神子と狐は「 」をする

天泉之国(アマイズミノクニ)

 かつては高天原とも黄泉の国とも呼ばれた、人ならざる者達の国。
 この国は、多くの恩恵を太古の昔ある国——日ノ本へと与えた。

 日ノ本に住まう者なら、一度は寝物語などとして聞いたことがあるかもしれない。
 博識な者なら、古事記や日ノ本書紀などで目にしたこともあるだろう。

 ただ、それはあくまで神話あるいは物語であり、実在はしないだろうということは、すべての人間の共通認識であった。
 しかし、実在しないとされていたはずのその幻の国は、数年前に“開国”という形で、世に晒されることとなる。


 この国に住まうものは二つだけ。
 神、そして(アヤカシ)
 人は国外から旅行ができても、内部に住み着くことは決して認められていない。
 この国は、人が住むには満たされ過ぎているからだ。



 一般的に、この国で位が高いのは神であり、位の低いものは妖である。

 神は、万物の創造主。

 神にはそれぞれ宗派が存在する。
 基本的には一族毎に決められ、始祖である神に倣った力である神力とそれにより扱うことのできる神術を抱き、原初(ゲンショ)の神という偉大なる神々の名を襲名している、由緒正しき“高位存在”

 そして、あらゆる神の名を継ぐ数多の神の中でも最も優れているとされているのが、天照大御神の名前を引き継ぎ、国を統べ、守る事を役目とする天照(アマテラ)家である。


 では、妖とは一体何であるのか。

 妖は、悪行を行った人や神、また禁忌を犯し穢れてしまった者が、裁かれた故の姿であると言われている。


 穢れを嫌う神にとって、妖は正に穢れた存在。


 仮に、子孫がなんの罪を犯していないとしても、妖に生まれた時点で、もう既にそれは罪人なのだ。
 故に、妖怪は国の中でも“隠れ里”と呼ばれる集落に住み着いたり、正体を隠して国外に旅に出たりしている。

 妖にも力はある。
 妖力と言われるものであり、それにより扱うことができる力を妖術と、彼らは呼んでいる。

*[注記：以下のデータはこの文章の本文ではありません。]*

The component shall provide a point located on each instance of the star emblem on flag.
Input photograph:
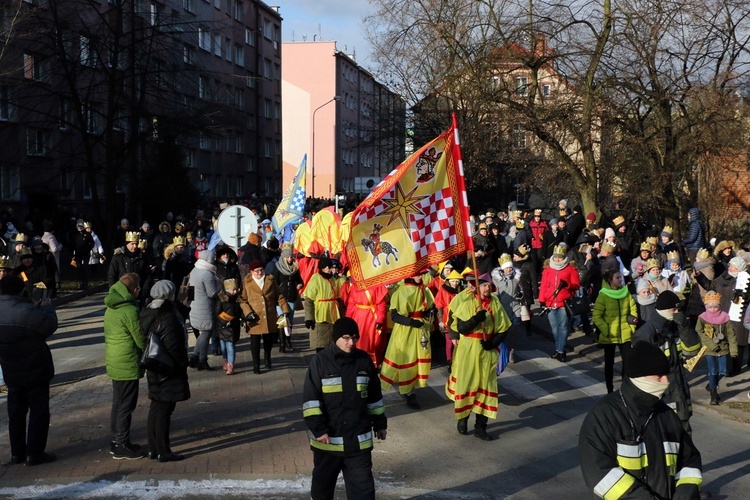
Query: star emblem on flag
(402, 205)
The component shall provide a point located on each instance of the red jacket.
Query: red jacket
(551, 281)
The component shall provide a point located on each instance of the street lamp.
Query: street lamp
(312, 156)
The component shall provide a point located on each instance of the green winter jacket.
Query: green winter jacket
(611, 315)
(122, 335)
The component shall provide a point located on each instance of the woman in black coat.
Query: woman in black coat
(164, 391)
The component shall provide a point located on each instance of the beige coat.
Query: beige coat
(263, 303)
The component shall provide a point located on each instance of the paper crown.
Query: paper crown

 妖にも妖術の強弱はあるが、基本的に種族ごとで住んでいる為、王という存在はいない。



 神と人、妖と人は、太古から関わり合い、助け合って生きていた。
 それに付随する伝説は、日ノ本に溢れかえっている。

 では、神と妖はどうだったのか。

 神は妖を毛嫌いし、妖は神を恨んでいる。
 双方の相性は、最悪と言っても過言ではない。

 二つが手を取り合い共に生きるだなんて、本当にありえない事だ。

 ……いや、ありえない事“だった”。